Os partidos podem organizar encontros e seminários fechados de preparação para as eleições. A fim de que tais eventos não configurem verdadeiros comícios “indoor”, a participação deve ser restrita a simpatizantes e a membros de partido previamente convidados. Eventos abertos ao público em geral podem configurar propaganda antecipada punível.

A divulgação das prévias partidárias bem como a realização da propaganda intrapartidária estão restritas ao âmbito partidário. A divulgação ampla dos resultados das prévias, assim como a difusão da propaganda intrapartidária para as pessoas em geral, configura propaganda antecipada.

A punição do beneficiário da propaganda eleitoral antecipada exige a prévia demonstração do seu prévio conhecimento, que pode ser inferido das circunstâncias do caso concreto. Ausente a prova do prévio conhecimento, o candidato beneficiário será notificado para retirar a propaganda irregular. Se o fizer no prazo de quarenta e oito horas, não será punido. Do contrário, será responsabilizado, ainda que, em princípio, não tenha sido o autor da divulgação irregular.

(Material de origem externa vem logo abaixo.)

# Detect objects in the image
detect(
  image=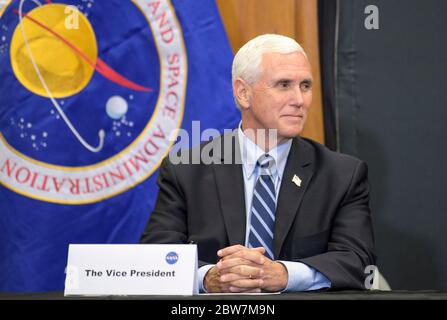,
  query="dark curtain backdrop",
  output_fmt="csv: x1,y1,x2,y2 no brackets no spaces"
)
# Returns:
319,0,447,290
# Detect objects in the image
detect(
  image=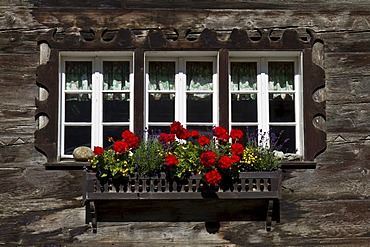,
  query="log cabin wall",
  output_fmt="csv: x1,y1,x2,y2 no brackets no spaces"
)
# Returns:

O poder de polícia, consistente na proibição da continuidade da veiculação das propagandas eleitorais antecipadas, será exercido por qualquer juiz eleitoral. As irregularidades constatadas deverão ser encaminhadas às Procuradorias Eleitorais que, se o caso, proporão as representações cabíveis para desencadear as punições legais.

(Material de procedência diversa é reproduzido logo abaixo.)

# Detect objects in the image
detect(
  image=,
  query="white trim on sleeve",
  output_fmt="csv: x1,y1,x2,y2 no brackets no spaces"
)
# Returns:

[1] Nesse sentido: “O uso indevido dos meios de comunicação caracteriza-se, na espécie, pela veiculação de nove edições do Jornal Correio do Vale, no período de março a julho de 2010, nos formatos impresso e eletrônico, com propaganda eleitoral negativa e graves ofensas pessoais a Sebastião Pereira Nascimento e Carlos Eduardo Vilela, candidatos aos cargos de deputados estadual e federal nas Eleições 2010, em benefício do recorrido – único editor da publicação e candidato a deputado estadual no referido pleito. Na espécie, a potencialidade lesiva da conduta evidencia-se pelas graves e reiteradas ofensas veiculadas no Jornal Correio do Vale contra os autores da AIJE, pelo crescente número de exemplares distribuídos gratuitamente à medida que o período eleitoral se aproximava e pelo extenso período de divulgação da publicação (5 meses).” TSE, Recurso Ordinário n° 938324, Relatora Ministra Fátima Nancy Andrighi, j. 31.05.2011, DJE de 01.08.2011, p. 231̸232.

[2] TSE, Ag. 7739, Relator Ministro Marcelo Ribeiro, j. 17.04.2008, DJ de 05.05.2008, p. 04. Esse entendimento restou consolidado a partir do julgamento do Respe 16183/MG, Rel. Min. Eduardo Alckmin.